A mesure que les Sociétés de Sauvetage, déjà si nombreuses et si florissantes se développent, on voit s'améliorer les appareils qu'elles emploient pour venir au secours des êtres en péril. Elles stimulent l'ardeur, le zèle de tous ceux qui sont imbus des idées humanitaires et qui se préoccupent d'inventer des appareils pouvant aider les naufragés à lutter contre les flots. Les courageux et intelligents sauveteurs ne laissent rien échapper de ce qui peut les aider dans leur œuvre. C'est ainsi qu'ayant appris la nature imputrescible du textile, la ramie, qui a, devant lui, un avenir si brillant, ils l'ont aussitôt mis à contribution. Et, c'est un nouveau bienfait, puisque la ramie a besoin d'ardents propagateurs. Elle est déjà bien connue, sans doute, mais non encore utilisée sur une grande échelle, attendu que les machines pour la décortiquer d'une façon convenable et rapide ne sont pas encore complètement trouvées. Le gouvernement ne doit-il pas donner une somme de 200.000 francs à l'inventeur du meilleur appareil de décorticage de ce textile qui donnera tôt ou tard, à la France et à l'Algérie une source inépuisable de revenus.

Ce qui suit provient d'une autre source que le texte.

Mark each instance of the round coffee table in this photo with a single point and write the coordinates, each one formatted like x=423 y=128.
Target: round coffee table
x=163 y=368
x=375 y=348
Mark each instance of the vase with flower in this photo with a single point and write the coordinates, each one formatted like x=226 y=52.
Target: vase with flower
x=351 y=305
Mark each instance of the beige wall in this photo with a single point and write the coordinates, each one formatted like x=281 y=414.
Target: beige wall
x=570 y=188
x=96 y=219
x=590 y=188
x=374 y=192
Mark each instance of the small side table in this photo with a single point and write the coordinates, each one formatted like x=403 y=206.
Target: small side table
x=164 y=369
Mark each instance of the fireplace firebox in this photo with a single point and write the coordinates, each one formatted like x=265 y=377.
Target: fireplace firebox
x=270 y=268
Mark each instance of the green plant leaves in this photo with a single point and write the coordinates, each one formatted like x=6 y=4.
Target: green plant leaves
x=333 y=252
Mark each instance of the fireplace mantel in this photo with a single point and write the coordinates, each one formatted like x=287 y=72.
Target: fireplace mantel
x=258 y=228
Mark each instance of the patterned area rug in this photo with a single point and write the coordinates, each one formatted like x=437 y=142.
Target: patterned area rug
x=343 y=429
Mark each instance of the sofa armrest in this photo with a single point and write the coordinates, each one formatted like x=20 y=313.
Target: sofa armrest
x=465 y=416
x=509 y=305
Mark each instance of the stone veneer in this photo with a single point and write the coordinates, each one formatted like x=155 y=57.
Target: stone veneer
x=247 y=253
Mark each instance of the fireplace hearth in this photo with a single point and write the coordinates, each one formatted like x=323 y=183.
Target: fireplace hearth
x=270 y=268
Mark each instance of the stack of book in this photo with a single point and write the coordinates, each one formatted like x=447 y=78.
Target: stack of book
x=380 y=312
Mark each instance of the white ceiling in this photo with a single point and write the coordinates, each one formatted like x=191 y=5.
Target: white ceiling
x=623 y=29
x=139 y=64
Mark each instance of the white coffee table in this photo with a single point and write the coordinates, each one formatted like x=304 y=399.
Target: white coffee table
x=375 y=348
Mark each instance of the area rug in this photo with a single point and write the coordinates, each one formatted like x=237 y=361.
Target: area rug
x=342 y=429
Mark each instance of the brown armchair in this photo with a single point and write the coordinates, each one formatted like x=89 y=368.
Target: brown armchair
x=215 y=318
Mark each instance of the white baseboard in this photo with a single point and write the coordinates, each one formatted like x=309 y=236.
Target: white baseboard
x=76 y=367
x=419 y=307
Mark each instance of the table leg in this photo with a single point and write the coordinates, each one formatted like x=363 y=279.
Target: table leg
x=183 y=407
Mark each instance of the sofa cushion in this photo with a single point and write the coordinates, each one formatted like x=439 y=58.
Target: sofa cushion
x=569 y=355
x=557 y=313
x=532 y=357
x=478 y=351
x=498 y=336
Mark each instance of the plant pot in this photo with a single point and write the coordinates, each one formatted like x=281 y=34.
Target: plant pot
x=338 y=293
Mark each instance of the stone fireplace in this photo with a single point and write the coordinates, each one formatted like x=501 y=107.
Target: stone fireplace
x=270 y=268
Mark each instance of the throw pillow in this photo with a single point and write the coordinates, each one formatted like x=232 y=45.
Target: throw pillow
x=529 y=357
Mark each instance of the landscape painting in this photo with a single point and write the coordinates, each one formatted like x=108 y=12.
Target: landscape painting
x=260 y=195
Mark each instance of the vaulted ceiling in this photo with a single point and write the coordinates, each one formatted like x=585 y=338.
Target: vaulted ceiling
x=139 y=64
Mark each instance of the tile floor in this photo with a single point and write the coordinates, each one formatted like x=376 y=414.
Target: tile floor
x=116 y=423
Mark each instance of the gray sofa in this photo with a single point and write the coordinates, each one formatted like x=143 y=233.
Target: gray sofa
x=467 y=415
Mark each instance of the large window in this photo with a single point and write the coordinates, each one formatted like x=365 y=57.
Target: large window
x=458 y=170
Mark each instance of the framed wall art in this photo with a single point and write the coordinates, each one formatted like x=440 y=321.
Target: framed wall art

Le premier appareil de sauvetage où la ramie joue un rôle important est le gilet de sauvetage que l'on a déjà remarqué. Il a rendu, à l'heure actuelle, de grands services et il est incontestablement destiné à en rendre de plus grands encore.
C'est, en effet, un appareil perfectionné, peu gênant et d'une efficacité vraiment surprenante.
Avantage essentiel qui est utile à signaler : il préserve les malheureux tombés à l'eau des coups et blessures qu'ils pourraient recevoir si la violence des vagues venait à les lancer contre des brisants ou des rochers, puisque le liège, grâce à sa souplesse, amortit les coups.
Son poids varie selon les tailles : en général, pour un homme dans la force de l'âge, il est de trois kilogrammes.
On saurait gré au gouvernement de vulgariser le précieux textile qui nous permettra, un jour, de nous passer de certains produits étrangers. On voit, donc, combien il serait regrettable, à divers titre qu'une solution soit tardive à venir surtout après les expériences si concluantes qui ont été faites au Congrès International de sauvetage.
Le gilet Ferré qui est exposé, classe 65, section du matériel de la navigation et du sauvetage a été un des plus appréciés et expérimentés à l'Exposition de 1889 où il a obtenu "une médaille de bronze".
Son prix est de 20 francs.
Nous ne pouvons que rendre hommage à l'inventeur qui a, par la création de cet appareil rendu grand service à l'humanité.
Georges BONNET
Revue de l'Industrie Nationale -
3 ème année - Nº de Novembre 1889 p 2 - c 1
Publiée à Paris sous la direction de M. A. DUBUS
Un des commissaires adjoints à l'Exposition Internationale de 1879.